An alternative bleach is the Venn two solution bleach. H.J.P. Venn probably did more research on bleaching and tanning of bromoils than anyone else. His bleach/tan solutions are widely used by bromoilists in Britain. They are easy to mix because you can use the three solutions from the Trevor Jones formula, above.
Mix the used tanning solution with used fix or used hypo clearing agent and a little sodium sulfite or sodium bisulfite before pouring down the drain--this helps convert the dichromate to a less dangerous form.
Wash the print thoroughly until all traces of the yellow bichromate color is gone from the water.
8. Refixing. The bleached matrix must be refixed at this point. As before, fix each print for 5 minutes, with continuous agitation, in a 10% solution of plain hypo (sodium thiosulfate). If this fixing step is omitted, the matrices will slowly turn grey when exposed to light. Again, wash the print thoroughly to remove residual fix--at least a half-hour with several complete changes of water.
9. Acid Bath. The fixed matrix has a slight grey-green color, caused by residual chromium oxide. This can be removed by a bath of 1% sulfuric acid or 1% EDTA. Most modern workers omit this step. David Lewis recommends an acid bath after fixing, rather than before, as was often recommended by early bromoilists. More than one writer on bromoil has stated that the acid bath allows the matrix to accept ink more easily--however, my own experience is exactly the opposite--the acid bath softens the gelatin so much that I find the matrix very difficult to ink. I have noticed that sometimes the grey-green color shows through in delicate highlights, such as are often seen in nudes, so I sometimes use an acid bath on such prints, but I do it after the print has been inked and the ink has dried. It usually takes less than a minute to remove the chrome oxide color. I then wash the print for an hour to remove the acid.
10. Drying and Superdrying. Air dry for 6 hours and superdry as before. Expert bromoilists
state that the more wet/dry cycles a matrix goes through, the more readily it takes the ink.
I usually place the glass flat on a table, but some people who ink exclusively with brushes prefer to work with the print at an angle. Traditional workers often use a board covered with blotting paper or material, and pin the matrix to the board. Some workers recommend moistening the blotting paper to keep the back of the print from drying out. I’ve also seen a wet chamois used beneath the print to keep it moist. This is particularly useful when working with very soft ink, because if the print dries too quickly it will take too much of the soft ink in the high values.

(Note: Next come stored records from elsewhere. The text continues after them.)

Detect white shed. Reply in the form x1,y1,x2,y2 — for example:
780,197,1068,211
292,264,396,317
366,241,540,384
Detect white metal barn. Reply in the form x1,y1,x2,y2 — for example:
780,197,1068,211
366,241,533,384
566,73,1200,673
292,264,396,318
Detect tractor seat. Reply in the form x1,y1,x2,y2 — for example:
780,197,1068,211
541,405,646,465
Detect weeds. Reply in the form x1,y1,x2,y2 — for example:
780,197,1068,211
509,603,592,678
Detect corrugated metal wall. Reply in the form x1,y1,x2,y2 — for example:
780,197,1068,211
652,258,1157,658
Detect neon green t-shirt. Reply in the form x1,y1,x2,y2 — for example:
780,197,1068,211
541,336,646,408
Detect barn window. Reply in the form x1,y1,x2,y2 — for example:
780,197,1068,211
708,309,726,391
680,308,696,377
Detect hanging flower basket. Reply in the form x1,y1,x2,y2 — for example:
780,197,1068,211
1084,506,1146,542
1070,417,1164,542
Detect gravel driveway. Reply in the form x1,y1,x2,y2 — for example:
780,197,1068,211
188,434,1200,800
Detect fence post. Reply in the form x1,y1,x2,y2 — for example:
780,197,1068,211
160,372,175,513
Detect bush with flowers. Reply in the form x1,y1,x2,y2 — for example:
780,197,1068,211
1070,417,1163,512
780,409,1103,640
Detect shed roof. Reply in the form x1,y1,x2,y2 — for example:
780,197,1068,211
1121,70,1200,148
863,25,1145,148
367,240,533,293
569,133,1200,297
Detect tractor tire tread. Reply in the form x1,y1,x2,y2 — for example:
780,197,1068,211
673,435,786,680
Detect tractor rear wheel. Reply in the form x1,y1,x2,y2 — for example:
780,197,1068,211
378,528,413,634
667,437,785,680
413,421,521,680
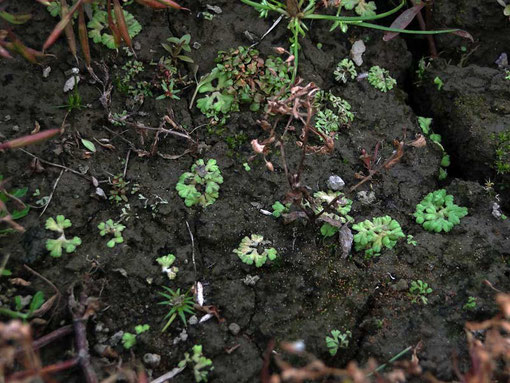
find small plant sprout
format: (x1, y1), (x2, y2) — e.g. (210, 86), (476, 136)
(175, 159), (223, 207)
(407, 234), (418, 246)
(97, 219), (126, 247)
(462, 297), (476, 311)
(313, 191), (354, 237)
(409, 279), (432, 305)
(414, 189), (468, 233)
(333, 58), (358, 84)
(122, 324), (151, 350)
(179, 344), (214, 383)
(156, 80), (180, 100)
(368, 66), (397, 92)
(326, 330), (352, 356)
(156, 254), (179, 280)
(46, 215), (81, 258)
(108, 174), (129, 204)
(234, 234), (278, 267)
(434, 76), (444, 90)
(352, 215), (405, 258)
(0, 174), (30, 236)
(418, 117), (450, 180)
(158, 286), (195, 332)
(491, 129), (510, 174)
(271, 201), (290, 218)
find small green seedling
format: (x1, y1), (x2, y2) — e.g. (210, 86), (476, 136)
(234, 234), (278, 267)
(313, 190), (354, 238)
(158, 286), (195, 332)
(352, 215), (405, 258)
(333, 58), (358, 84)
(175, 159), (223, 207)
(462, 297), (476, 311)
(179, 344), (214, 383)
(368, 66), (397, 93)
(122, 324), (151, 350)
(156, 254), (179, 280)
(414, 189), (468, 233)
(0, 174), (30, 236)
(491, 129), (510, 174)
(434, 76), (444, 90)
(416, 57), (430, 83)
(97, 219), (126, 247)
(0, 291), (44, 322)
(108, 174), (129, 204)
(196, 46), (291, 126)
(271, 201), (290, 218)
(407, 234), (418, 246)
(314, 90), (354, 138)
(326, 330), (352, 356)
(418, 117), (450, 180)
(409, 279), (432, 305)
(156, 80), (180, 100)
(46, 215), (81, 258)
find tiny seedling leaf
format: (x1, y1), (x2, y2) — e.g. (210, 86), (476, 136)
(81, 138), (96, 153)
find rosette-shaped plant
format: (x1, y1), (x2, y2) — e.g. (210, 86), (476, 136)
(352, 215), (405, 258)
(234, 234), (277, 267)
(97, 219), (126, 247)
(368, 66), (397, 93)
(175, 159), (223, 207)
(46, 215), (81, 258)
(414, 189), (468, 233)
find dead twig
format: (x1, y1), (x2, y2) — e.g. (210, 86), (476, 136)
(69, 286), (99, 383)
(39, 169), (65, 217)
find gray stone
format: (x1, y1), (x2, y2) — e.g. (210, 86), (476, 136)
(143, 353), (161, 367)
(356, 190), (375, 205)
(243, 275), (260, 286)
(228, 323), (241, 335)
(110, 330), (124, 346)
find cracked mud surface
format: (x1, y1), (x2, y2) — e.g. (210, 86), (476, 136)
(0, 1), (510, 383)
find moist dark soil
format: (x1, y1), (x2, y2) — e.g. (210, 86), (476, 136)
(0, 0), (510, 383)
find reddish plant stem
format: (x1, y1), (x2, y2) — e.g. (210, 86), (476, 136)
(69, 287), (98, 383)
(411, 0), (438, 58)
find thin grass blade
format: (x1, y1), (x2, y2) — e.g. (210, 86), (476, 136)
(60, 0), (78, 61)
(78, 5), (90, 68)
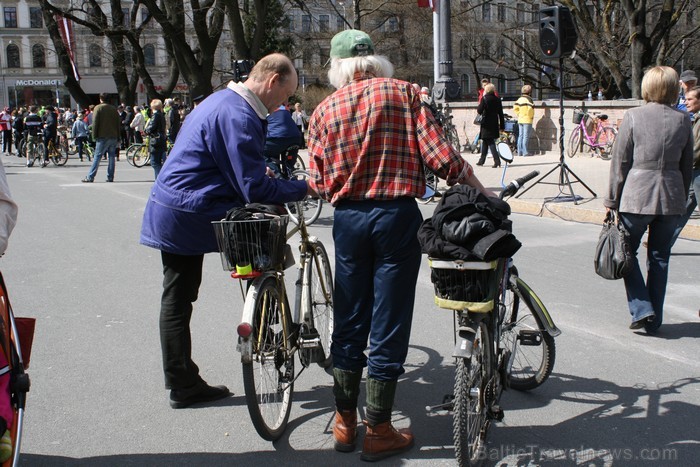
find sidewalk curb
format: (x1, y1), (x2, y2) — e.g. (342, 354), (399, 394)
(508, 198), (700, 240)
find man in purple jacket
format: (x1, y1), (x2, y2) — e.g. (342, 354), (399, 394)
(141, 54), (309, 409)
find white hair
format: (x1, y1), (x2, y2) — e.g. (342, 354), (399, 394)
(328, 55), (394, 89)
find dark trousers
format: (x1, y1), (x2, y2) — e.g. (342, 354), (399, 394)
(160, 251), (204, 389)
(477, 138), (501, 167)
(331, 198), (422, 381)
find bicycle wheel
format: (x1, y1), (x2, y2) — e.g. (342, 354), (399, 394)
(243, 277), (294, 441)
(596, 126), (617, 161)
(303, 242), (333, 368)
(49, 145), (68, 166)
(416, 166), (440, 204)
(132, 144), (151, 167)
(447, 126), (462, 152)
(452, 322), (492, 466)
(501, 269), (556, 391)
(285, 170), (323, 225)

A very quick method for getting started with inking is to use a large boar bristle brush and ink the
entire matrix until it is completely covered, with no regard for high or low values. Remove the matrix from the inking area and place it on a flat surface. Roll the matrix carefully with a wet
sponge roller (I prefer the high quality white sponge rollers used by painters, available in the United States at Lowe’s). The wet roller redistributes the ink very quickly--it increases contrast
considerably and removes almost all ink from the high values. At this point, the print can be resoaked and the highlights inked appropriately. For a lesser increase in contrast, roll the print
underwater. Be careful not to crease the wet matrix, as this is very easy to do under water.